What writers can learn watching The Pillars of the Earth

When Sue and I watched The Pillars of the Earth, the eight-part TV miniseries based on the novel by Ken Follett, we couldn’t believe what we were seeing: here was historical drama, done on a television budget of all things, putting similar Hollywood fare to shame.

The beauty of Pillars is that it paints a complex story of lives and loves in a way that’s at once both engaging and easy to follow. The 12th-century backdrop is turbulent, charting the civil war between Stephen and Matilda, but the central, smaller story is even more interesting.

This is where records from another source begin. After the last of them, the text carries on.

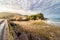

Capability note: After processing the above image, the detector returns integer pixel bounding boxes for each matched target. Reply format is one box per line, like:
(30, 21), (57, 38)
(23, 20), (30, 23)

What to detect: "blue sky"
(0, 0), (60, 18)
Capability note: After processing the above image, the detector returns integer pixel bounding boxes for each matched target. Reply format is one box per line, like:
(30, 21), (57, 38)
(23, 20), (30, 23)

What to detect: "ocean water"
(47, 18), (60, 26)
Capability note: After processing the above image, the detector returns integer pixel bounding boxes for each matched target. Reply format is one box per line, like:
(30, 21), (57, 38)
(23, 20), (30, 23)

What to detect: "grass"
(8, 20), (60, 40)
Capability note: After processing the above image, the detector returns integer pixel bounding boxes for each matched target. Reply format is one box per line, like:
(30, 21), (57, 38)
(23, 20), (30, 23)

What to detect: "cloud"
(0, 0), (60, 17)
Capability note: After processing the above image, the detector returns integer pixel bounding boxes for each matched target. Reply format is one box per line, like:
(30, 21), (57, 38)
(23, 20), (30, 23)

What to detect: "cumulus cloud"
(0, 0), (60, 17)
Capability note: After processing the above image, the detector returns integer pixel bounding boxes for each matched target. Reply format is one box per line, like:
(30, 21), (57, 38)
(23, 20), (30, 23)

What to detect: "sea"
(47, 18), (60, 26)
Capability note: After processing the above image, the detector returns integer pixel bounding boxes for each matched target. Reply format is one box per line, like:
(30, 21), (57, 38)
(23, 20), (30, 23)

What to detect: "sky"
(0, 0), (60, 18)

On the face of it, it’s about the building of a cathedral, which sounds rather dry, but this device is used as a microcosm to portray the dramatic doings of a large cast.

The sumptuous production values are one thing, but the quality of the character work is even better. It’s hard to pick a favourite: Ian McShane’s delightfully sinister villain is an obvious choice, but if anything the protagonists are even more layered and arresting.

Pillars is also notable for collecting together a number of fine actors who’d be at home as the protagonists of romance novels, historical or otherwise: Rufus Sewell, Hayley Atwell, Matthew Macfadyen, Eddie Redmayne, Natalie Worner and Sam Claflin are all on top form and the series is well worth a watch for any of their fans.


2 comments:

jofurniss said...

Another one to add to my growing watching/reading list! I wonder if stories set in a distinctly 'other' era are easier or more difficult to stage? On the one hand, the setting conveys so much to the viewer, but on the other hand the writers must work hard to avoid stereotypes and pastiche... Interesting...

Graham said...

Thanks for your comment, Jo! I'd hesitantly suggest that stories from other eras are both easier and harder to write:

Easier, in that the 'otherness' of the era means you have a wealth of things to write about; gender issues, class, limitations of technology, different landscapes, etc.

Harder, in that you need a good imagination and you also need a ton of research to make it authentic. The latter's a bit of a pain!